Outra novidade ao nível do processo sumário traduz-se no reenvio com base em qualquer dos pressupostos do art.º 390.º já não apenas para a forma comum, mas para qualquer outra forma de processo.

- Os processos especiais não comportam instrução (art.º 286.º, n.º 3), registando-se a eliminação do debate instrutório no processo abreviado (art.º 391.º-C).

- Concretiza-se o conceito de provas simples e evidentes, em que se pode aplicar o processo abreviado, esclarecendo-se que elas existem em casos de flagrante delito, provas documentais ou testemunhas presenciais com versão uniforme dos factos - art.º 391.º-A.

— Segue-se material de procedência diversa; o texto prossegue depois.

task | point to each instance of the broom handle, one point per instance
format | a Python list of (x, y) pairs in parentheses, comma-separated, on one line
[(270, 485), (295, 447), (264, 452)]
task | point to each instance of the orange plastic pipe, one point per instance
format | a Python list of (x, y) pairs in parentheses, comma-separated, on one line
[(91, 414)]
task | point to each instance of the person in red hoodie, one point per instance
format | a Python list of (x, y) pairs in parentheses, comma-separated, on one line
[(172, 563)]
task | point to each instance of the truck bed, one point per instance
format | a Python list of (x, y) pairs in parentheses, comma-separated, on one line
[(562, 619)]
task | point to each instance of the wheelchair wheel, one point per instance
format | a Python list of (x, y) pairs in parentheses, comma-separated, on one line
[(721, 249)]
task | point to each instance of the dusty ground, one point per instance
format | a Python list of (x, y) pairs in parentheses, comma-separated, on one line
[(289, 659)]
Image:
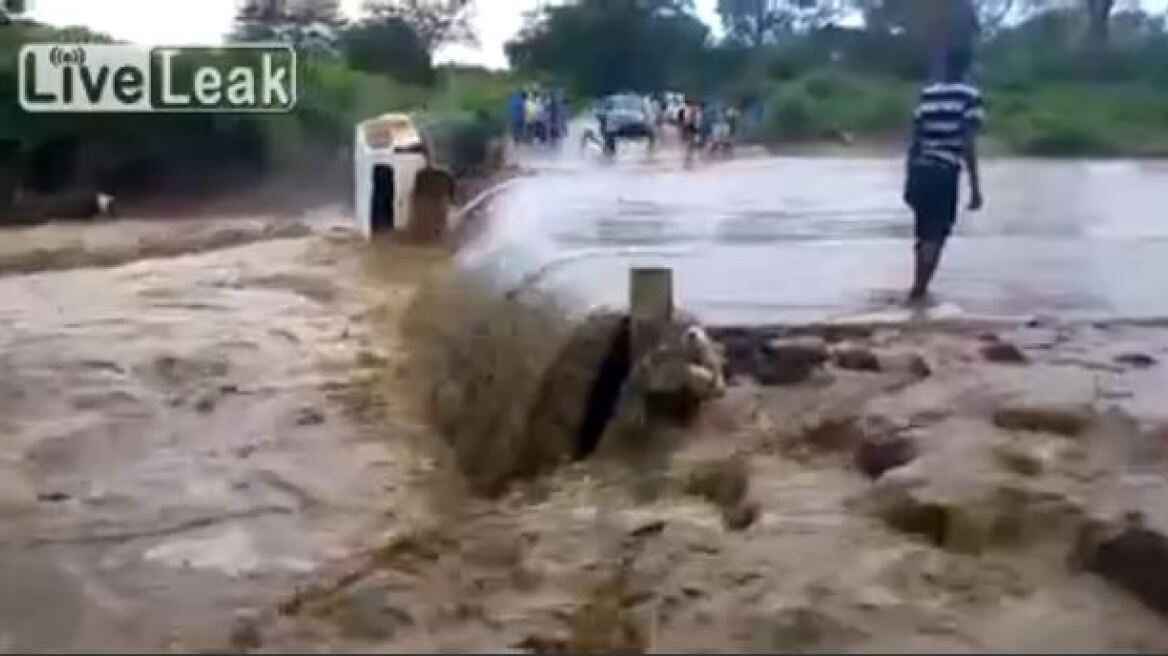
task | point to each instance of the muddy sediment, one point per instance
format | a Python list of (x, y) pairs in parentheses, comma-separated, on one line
[(293, 479), (873, 509)]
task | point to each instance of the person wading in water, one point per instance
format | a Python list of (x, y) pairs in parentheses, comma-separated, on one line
[(944, 138)]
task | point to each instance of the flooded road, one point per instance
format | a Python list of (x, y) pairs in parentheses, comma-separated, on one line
[(203, 424), (185, 437), (795, 239)]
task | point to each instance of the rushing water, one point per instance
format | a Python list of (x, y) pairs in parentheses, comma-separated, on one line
[(811, 238)]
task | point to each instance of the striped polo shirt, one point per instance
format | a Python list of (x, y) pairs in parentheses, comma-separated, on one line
[(946, 111)]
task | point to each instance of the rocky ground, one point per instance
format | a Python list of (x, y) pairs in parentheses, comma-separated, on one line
[(220, 451), (855, 490)]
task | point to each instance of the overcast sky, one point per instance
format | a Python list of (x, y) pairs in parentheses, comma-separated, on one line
[(206, 21)]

- O n.º 2 do art.º 97.º clarifica o conceito de acórdão como decisão proveniente de tribunal colectivo, seja ela interlocutória ou final.

- Os prazos para interposição de recursos ordinários foram alargados de 15 para 20 dias (art.ºs 404.º, n.º 2, 411.º, n.º 1) da mesma forma que o foram os prazos para as respostas (art.º 413.º, n.º 1).

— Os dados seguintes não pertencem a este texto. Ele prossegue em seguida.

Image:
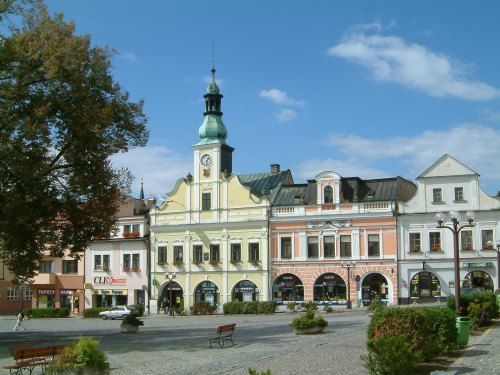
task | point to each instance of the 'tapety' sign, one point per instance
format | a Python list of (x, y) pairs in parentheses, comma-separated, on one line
[(109, 280)]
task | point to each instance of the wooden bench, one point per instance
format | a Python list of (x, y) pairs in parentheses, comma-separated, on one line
[(225, 334), (30, 357)]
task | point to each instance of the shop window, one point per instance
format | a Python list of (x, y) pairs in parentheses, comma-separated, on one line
[(373, 245), (253, 252), (415, 246), (312, 247), (466, 239), (12, 294), (70, 266), (126, 262), (197, 253), (459, 194), (437, 196), (47, 266), (328, 194), (345, 246), (214, 253), (487, 239), (286, 248), (162, 254), (435, 241), (205, 201), (178, 254), (235, 252), (136, 262)]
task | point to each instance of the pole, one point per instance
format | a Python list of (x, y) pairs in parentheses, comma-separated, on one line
[(457, 267)]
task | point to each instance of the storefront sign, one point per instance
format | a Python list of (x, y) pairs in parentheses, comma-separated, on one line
[(109, 280), (477, 264), (46, 291)]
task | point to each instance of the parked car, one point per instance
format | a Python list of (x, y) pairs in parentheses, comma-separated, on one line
[(117, 312), (471, 290)]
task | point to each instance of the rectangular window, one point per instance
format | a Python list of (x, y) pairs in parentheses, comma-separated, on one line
[(197, 253), (12, 293), (214, 253), (253, 252), (97, 262), (205, 201), (373, 245), (437, 196), (345, 246), (27, 293), (70, 266), (329, 246), (415, 246), (178, 254), (466, 239), (435, 241), (47, 266), (162, 254), (286, 248), (235, 252), (312, 247), (126, 262), (487, 239), (105, 262), (136, 262)]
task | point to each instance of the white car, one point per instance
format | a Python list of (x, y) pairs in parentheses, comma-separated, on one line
[(117, 312)]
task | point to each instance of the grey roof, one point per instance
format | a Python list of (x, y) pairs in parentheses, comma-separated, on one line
[(262, 184), (353, 189)]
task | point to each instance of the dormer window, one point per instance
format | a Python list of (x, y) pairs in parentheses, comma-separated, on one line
[(328, 195)]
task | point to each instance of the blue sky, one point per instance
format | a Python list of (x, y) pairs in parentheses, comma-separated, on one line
[(369, 89)]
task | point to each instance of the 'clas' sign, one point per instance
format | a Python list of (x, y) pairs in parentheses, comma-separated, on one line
[(109, 280)]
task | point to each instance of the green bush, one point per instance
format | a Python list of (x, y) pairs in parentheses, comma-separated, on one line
[(84, 354), (308, 320), (391, 355), (94, 312), (62, 312), (203, 308), (132, 320), (139, 308), (486, 300)]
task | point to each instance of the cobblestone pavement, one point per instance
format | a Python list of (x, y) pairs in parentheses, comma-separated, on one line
[(483, 354), (179, 345)]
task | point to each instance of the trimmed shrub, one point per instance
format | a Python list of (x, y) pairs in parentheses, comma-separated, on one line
[(203, 308), (308, 320), (84, 354), (390, 355), (94, 312)]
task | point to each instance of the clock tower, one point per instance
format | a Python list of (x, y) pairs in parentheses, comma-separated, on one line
[(212, 156)]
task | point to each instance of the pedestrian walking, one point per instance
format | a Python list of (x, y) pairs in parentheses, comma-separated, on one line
[(19, 323)]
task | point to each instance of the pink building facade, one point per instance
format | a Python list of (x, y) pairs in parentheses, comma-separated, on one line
[(320, 227)]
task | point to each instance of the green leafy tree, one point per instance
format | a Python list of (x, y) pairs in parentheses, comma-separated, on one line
[(62, 116)]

Os recursos que tenham por objecto a reapreciação da prova gravada são interpostos no prazo de 30 dias, e o prazo para a resposta é idêntico (art.ºs 411.º, n.º 4 e 413.º, n.º 3).

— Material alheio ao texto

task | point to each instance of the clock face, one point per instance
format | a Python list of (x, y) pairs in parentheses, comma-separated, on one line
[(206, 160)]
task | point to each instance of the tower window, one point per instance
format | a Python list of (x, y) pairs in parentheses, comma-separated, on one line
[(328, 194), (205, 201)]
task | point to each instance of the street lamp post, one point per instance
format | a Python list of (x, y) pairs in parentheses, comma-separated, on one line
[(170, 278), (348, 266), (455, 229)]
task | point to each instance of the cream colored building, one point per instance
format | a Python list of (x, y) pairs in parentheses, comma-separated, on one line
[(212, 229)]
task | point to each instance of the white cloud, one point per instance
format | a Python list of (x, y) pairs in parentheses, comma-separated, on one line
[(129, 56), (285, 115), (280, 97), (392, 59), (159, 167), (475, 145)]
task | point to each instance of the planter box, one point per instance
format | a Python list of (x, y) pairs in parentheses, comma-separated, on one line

- O requerimento de interposição de recurso ou a motivação passam a ser oficiosamente notificados aos restantes sujeitos processuais afectados - art.º 411.º, n.º 6 - e só depois de junta a resposta ou expirado o prazo respectivo é o processo concluso para despacho - art.º 414.º, n.º 1.

- O requerimento de interposição de recurso, que afecte o arguido julgado na ausência, ou a motivação, anteriores à notificação da sentença, são notificados àquele quando esta lhe for notificada, nos termos do n. º 5 do artigo 333.° - art.º 411.º, n.º 7.

- É susceptível de recurso o despacho que negar ou revogar a liberdade condicional - art.ºs 485.º, 6 e 486.º, n.º 4.

- Os órgãos de polícia criminal e as autoridades judiciárias recebem denúncias e queixas pela prática de crimes contra residentes em Portugal que tenham sido cometidos no território de outro Estado membro da União Europeia, devendo o Ministério Público transmiti-las, no mais curto prazo, à autoridade competente do Estado membro em cujo território foi praticado o crime - art.º 154.º-A aditado à Lei n.º 144/99, de 31 de Agosto (lei da cooperação judiciária internacional em matéria penal).

- Verificam-se algumas desconformidades entre as alterações e as correspondentes redacções republicadas, que certamente serão em devido tempo objecto de rectificação (exemplos - art.ºs 103.º e 144.º).


Perante estas alterações, sugere-se que, de uma forma consertada com o respectivo Senhor Magistrado, se dê particular atenção aos processos em que se revelar urgente a sua intervenção, com vista à aplicação imediata das novas regras processuais.

CFFJ, 11/09/2007

[1][1] De notar que este direito já era reconhecido ao arguido "surdo, mudo, analfabeto, desconhecedor da língua portuguesa, menor de 21 anos, ou se suscitar a questão da sua inimputabilidade ou da sua imputabilidade diminuída".